Actors in 'A Winter's Tale' (from left): Lars Eidinger, Jean-Luc Bubert, Ricarda Seifried and Thomas SchubertImage: picture alliance/dpa/Heimatfilm

In the tragicomedy Was uns nicht umbringt (What Doesn't Kill Us), director Sandra Nettelbeck, famous for Mostly Martha, tells the tale of a no longer young man in crisis. Nettelbeck and her main actors Barbara Auer, Sophie Rois and August Zirner will personally present her new film at the Piazza Grande.

In her movie debut Alles ist gut (All Good), the young director Eva Trobisch illuminates the travails of a young woman trying to reorganize her life after being raped. The film has been entered in the competition section for young filmmakers.

Read more: Why German film lacks guts in Locarno in 2017 — despite mountain perils and adultery
 

Hollywood glamour and goodbye to Chatrian

Many say Locarno's special charm is the balance of serious art and entertainment, the glamour factor being secondary — summed up in the festival motto, "Here the films are the stars".

A Hollywood breeze does waft through the Swiss mountains, however, when US star actor and director Ethan Hawke presents his new film Blaze and when the festival recognizes American actress Meg Ryan with the Leopard Club Award for her contribution to film history. Famous examples include her starring roles in the international blockbusters When Harry Met Sally (1989), Sleepless in Seattle (1993) and You've Got Mail (1998) — all of which became cult films through her unique combination of inspired performance, beauty and irony, the festival's organizers said.

Carlo Chatrian, artistic director of the Locarno Festival since 2012, moves to Berlin in 2019 Image: Getty Images/AFP/T. Schwarz

Bidding farewell this season is Carlo Chatrian, festival director since 2012. Going forward, he will co-head the Berlinale festival together with Mariette Rissenbeek from 2019, succeeding the German festival's current head, Dieter Kosslick,

Chatrian told the German Press Agency that his last season at Locarno would feature movies "concentrating on personal stories."

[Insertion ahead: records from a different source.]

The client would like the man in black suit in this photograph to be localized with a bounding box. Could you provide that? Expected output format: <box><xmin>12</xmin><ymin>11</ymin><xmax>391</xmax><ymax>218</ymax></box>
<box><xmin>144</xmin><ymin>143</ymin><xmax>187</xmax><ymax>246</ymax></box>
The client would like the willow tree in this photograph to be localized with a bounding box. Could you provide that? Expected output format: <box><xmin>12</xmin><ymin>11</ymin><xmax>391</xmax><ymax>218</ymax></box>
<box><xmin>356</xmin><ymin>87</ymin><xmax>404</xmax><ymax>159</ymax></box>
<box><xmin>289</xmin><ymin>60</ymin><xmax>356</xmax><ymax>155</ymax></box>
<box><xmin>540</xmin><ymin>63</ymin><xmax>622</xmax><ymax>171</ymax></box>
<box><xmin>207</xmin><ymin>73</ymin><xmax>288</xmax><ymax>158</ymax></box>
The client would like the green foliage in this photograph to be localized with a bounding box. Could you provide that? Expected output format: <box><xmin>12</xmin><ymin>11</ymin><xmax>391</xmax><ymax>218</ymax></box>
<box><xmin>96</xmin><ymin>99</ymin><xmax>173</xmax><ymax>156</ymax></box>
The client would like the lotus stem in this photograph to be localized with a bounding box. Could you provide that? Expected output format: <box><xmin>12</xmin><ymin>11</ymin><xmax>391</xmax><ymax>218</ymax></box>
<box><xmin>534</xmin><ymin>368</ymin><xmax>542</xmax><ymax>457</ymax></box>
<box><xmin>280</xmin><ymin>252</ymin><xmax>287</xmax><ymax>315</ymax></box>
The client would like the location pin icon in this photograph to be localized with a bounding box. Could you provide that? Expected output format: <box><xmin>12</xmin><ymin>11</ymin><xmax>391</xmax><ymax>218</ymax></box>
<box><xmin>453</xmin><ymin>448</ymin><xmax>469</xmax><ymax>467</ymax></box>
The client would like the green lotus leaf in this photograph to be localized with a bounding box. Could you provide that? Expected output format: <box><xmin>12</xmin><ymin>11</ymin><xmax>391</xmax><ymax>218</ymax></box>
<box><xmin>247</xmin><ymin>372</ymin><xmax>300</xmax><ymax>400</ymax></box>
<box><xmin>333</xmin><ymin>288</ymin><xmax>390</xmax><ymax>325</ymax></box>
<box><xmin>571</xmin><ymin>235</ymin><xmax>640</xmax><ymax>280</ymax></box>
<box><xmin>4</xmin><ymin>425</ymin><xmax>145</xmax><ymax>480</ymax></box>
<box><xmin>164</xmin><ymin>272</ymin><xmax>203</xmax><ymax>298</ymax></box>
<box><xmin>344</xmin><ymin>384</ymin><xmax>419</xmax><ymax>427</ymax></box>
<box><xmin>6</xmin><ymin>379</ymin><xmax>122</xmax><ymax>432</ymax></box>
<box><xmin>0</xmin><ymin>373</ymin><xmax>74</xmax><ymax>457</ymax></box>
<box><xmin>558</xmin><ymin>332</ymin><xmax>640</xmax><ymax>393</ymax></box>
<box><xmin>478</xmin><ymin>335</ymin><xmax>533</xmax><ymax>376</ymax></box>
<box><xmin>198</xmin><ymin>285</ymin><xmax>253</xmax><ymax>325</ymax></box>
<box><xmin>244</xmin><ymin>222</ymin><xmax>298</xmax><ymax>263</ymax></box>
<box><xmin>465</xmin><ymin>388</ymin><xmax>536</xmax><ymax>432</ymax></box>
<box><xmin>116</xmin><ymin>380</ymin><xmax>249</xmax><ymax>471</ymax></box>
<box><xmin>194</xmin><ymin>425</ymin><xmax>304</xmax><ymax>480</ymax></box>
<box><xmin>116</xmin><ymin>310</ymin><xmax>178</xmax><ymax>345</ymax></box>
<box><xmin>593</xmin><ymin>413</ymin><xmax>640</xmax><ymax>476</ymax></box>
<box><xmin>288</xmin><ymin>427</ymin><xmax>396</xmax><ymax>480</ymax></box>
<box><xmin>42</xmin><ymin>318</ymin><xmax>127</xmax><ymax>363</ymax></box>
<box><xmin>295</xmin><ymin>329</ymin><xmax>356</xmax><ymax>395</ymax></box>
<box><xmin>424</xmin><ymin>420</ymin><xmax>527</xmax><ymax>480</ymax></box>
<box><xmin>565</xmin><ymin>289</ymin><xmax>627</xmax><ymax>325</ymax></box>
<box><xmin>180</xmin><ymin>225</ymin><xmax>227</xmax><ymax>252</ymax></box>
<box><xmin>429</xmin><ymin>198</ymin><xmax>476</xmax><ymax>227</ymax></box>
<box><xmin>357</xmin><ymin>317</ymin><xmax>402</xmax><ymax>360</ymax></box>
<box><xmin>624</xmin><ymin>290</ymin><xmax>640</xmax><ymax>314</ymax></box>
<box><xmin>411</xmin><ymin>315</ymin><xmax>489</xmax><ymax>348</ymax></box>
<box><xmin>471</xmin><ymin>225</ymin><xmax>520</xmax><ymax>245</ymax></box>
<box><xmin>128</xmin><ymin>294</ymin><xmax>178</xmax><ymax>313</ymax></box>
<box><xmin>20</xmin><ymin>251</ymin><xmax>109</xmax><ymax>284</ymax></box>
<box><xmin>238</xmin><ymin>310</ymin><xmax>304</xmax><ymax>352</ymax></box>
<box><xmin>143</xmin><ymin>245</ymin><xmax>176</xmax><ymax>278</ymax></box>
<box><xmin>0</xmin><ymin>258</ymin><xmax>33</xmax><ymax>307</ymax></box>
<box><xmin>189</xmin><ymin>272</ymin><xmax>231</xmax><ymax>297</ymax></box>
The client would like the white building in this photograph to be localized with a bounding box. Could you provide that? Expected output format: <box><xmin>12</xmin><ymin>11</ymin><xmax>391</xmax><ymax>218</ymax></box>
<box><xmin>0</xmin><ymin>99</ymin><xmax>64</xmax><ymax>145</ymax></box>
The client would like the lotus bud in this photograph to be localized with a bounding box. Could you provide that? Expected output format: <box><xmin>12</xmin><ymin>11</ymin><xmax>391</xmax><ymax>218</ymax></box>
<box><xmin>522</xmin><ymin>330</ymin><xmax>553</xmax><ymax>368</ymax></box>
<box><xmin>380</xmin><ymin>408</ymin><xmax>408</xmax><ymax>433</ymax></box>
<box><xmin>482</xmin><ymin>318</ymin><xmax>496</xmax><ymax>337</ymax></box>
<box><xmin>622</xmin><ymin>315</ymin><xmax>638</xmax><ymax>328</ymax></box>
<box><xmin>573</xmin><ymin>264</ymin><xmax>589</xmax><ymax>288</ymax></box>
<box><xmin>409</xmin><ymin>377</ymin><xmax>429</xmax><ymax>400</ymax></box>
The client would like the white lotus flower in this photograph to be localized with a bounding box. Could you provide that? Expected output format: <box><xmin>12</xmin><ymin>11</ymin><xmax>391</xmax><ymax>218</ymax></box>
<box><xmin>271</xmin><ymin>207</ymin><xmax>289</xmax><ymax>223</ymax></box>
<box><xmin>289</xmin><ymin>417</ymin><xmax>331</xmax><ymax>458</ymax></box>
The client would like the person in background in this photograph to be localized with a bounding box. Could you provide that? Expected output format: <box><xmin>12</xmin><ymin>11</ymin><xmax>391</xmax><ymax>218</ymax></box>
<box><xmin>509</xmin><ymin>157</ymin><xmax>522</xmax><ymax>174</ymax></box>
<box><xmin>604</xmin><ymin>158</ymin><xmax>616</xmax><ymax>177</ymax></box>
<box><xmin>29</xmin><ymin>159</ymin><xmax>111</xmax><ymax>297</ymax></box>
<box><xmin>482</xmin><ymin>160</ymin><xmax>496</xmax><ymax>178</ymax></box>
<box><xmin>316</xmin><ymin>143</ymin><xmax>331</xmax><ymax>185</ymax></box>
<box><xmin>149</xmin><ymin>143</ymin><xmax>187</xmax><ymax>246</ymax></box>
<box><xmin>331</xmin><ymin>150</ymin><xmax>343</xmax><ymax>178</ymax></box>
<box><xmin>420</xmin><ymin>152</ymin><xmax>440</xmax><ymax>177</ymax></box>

Following Cannes, Berlin and Venice, the Locarno festival, founded in 1946, is one of the world's most prominent forums for the art of moviemaking. On August 5, 2018, it takes an important step into the future by signing the Charter for Equality and Diversity, pledging to immediately keep count of gender ratios among film directors. Locarno is the first festival after Cannes to sign the charter.